Masih mau mendengar seputar cerita di balik namaku, ehm nggak juga nggak
papa sih, mumpung lagi pingin nulis,sebaiknya nulis aja (ngusir stress tesis :p
).
Sebenarnya ada enak dan tidak enaknya punya nama seperti anak kembar yang
sebenarnya nggak kembar. Tidak enaknya adalah. Pertama, aku suka dibanding-bandingkan
dengan sepupuku Chandra. Asal tahu aja, si chandra ditakdirkan mempunyai otak yang
lebih encer dari otakku. Kejadiannya pas kelas 6 sd. Waktu itu kita (aku dan teman-teman
perempuan ) keasyikan main di lapangan, nyampe-nyampe nggak sadar kalau bel masuk
sudah berbunyi beberapa menit sebelumnya. Nah, pas masuk kelas pak guru yang cukup
kami takuti sudah berdiri di depan kelas sambil menerangkan pelajaran yang
paling tidak aku sukai. Yups, matematika. Dan, sialnya lagi diantara temen-temenku
yang lain aku ditodong untuk mengerjakan soal yang udah menuggu di papan tulis.
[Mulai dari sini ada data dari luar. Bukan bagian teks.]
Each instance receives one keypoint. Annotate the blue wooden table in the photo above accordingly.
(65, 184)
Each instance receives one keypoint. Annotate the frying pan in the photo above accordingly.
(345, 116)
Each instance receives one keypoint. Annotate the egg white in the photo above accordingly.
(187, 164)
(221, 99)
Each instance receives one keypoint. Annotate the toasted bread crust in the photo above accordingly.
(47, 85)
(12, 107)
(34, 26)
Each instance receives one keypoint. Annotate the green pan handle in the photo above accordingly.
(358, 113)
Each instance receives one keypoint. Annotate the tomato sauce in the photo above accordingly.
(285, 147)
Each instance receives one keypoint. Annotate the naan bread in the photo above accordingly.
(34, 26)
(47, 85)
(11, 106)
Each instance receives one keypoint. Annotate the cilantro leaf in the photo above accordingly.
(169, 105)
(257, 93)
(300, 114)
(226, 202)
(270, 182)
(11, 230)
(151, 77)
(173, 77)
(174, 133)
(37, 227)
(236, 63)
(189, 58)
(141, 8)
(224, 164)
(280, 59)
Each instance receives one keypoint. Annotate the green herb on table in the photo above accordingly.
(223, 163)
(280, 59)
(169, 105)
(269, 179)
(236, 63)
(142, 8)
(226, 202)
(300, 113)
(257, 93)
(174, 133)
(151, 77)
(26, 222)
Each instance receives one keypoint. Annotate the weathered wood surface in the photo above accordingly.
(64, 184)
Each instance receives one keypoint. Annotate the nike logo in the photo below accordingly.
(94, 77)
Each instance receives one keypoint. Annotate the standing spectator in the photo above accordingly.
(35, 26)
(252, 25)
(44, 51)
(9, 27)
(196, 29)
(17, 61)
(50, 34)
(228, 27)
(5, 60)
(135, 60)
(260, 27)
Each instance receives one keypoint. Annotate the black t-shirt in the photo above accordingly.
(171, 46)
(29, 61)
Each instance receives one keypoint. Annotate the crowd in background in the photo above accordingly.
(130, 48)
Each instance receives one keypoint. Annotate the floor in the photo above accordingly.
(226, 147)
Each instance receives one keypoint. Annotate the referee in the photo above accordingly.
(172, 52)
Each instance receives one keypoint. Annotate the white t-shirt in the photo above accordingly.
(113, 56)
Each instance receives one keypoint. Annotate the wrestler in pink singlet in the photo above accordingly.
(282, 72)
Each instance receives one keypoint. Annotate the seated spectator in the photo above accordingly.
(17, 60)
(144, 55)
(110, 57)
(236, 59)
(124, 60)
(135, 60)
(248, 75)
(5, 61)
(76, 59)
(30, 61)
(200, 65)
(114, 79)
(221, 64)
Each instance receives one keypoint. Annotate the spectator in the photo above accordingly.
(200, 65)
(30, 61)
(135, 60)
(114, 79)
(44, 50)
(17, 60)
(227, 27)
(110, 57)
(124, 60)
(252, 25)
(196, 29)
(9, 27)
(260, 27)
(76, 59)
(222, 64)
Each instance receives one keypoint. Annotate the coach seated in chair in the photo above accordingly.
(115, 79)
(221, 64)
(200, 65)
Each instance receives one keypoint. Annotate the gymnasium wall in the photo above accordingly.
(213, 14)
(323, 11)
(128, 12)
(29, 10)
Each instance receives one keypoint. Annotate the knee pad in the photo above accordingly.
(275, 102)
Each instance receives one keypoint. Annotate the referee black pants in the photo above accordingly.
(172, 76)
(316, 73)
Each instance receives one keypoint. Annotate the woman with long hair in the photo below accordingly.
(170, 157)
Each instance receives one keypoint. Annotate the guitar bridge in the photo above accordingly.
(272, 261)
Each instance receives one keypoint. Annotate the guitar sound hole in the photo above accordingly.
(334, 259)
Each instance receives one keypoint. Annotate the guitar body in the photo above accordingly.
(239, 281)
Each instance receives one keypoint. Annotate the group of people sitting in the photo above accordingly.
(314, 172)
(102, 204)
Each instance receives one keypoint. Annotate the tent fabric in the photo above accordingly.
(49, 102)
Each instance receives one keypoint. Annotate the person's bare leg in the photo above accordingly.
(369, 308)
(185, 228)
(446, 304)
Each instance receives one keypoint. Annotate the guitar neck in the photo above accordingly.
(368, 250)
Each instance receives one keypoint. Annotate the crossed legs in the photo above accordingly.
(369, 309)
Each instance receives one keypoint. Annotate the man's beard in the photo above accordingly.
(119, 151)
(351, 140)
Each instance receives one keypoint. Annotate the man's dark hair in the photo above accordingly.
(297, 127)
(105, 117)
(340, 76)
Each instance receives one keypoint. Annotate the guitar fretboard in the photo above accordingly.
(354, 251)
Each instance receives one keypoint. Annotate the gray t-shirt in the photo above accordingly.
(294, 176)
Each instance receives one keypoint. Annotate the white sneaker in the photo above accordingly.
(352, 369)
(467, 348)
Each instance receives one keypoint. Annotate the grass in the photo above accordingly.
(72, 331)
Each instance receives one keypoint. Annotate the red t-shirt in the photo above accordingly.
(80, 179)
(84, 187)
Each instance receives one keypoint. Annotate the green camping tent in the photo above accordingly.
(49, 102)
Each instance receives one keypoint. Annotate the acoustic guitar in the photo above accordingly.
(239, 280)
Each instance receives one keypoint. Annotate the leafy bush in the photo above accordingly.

Aku pun terpaksa maju, satu dua menit aku hanya memegang kapur sambil menatap ke
papan, berharap ada bisikan gaib yang menyuruhku menulis apa gitu, hehe. Lama-lama
pak guru yang tak bisa kusebutkan namanya, kasian juga ngeliatku dan mempersilahkan
aku duduk. Tapi yang nggak enak itu statementny it loh, "Aduh gimana ini Ndra,
sepupunya nggak ketolong " ucap pak guru sambil menoleh ke sepupuku. Mulai
detik itu, aku baru sadar kalau punya sepupu pintar tapi kitanya kurang pintar
itu nggak enak juga y, jadi bahan pembandingan. Padahal jelas-jelas ini cuma
sepupuan doang, kembar identik aja masih ada bedanya apalagi kita, yang jelas-jelas
beda emak beda ayah.
Kalau enaknya lumayan banyak sih. Pertama karena si Chandra pintar dan kalau
pintar udah pasti terkenal kan y. Jadilah aku ikut-ikutan tenar. Ceritanya
nebeng popularitaslah. Secara dari sd kelas 4-6 (yang aku ingat dari kls 4) si
chandra selalu rangking 1, dan aku jangan ngarep deh bisa nempatin rangking 1 selama
masih sekelas dengan chandra, nemplok di ranking 2 aja udah pakai perjuangan
ekstra keras, nyampe-nyampe aku bayangin kapan y bisa jadi juara 1. Haha, y
iyalah pengen juga gitu ngeliat rapor dihiasi angka 1 yang super itu. Dan
impianku itu terwujud pas kelas 1 smp. Keajaiban akhirnya terjadi juga, itu
karena aku nggak sekelas dengan Chandra. Hehe, dan pas juara umum tetep aj jadi
rangking 3. Nah, untuk tahun-tahun berikutnya jangan tanyakan lagi, kelas 2 dan
3 sempurna aku mati-matian mempertahankan posisi di 5 besar akibat masuk kelas
unggulan.Yang kedua, enaknya itu kalau aku nggak tau PR spesial for mtk dan itung-itungan sejenisnya tinggal tanya aja dengan
Chandra. Pertama ya minta jelasin aja, tapi kalo akunya nggak mudeng-mudeng juga
y, dengan berat hati aku melihat pekerjaan sepupuku. Hihi, yang berat hati itu
aku atau chandra y. Terus kalo pas ujian ni, secara nama kita kan urutan
chandra chandri, kalau pembagian ruang ujian otomatis satu ruangan terus kan,
lah pas UN aja kita duduk sebelahan. Ya, apalagi kalau udah buntu banget
tinggal pasang muka memelas, sambil ngelirik gitu.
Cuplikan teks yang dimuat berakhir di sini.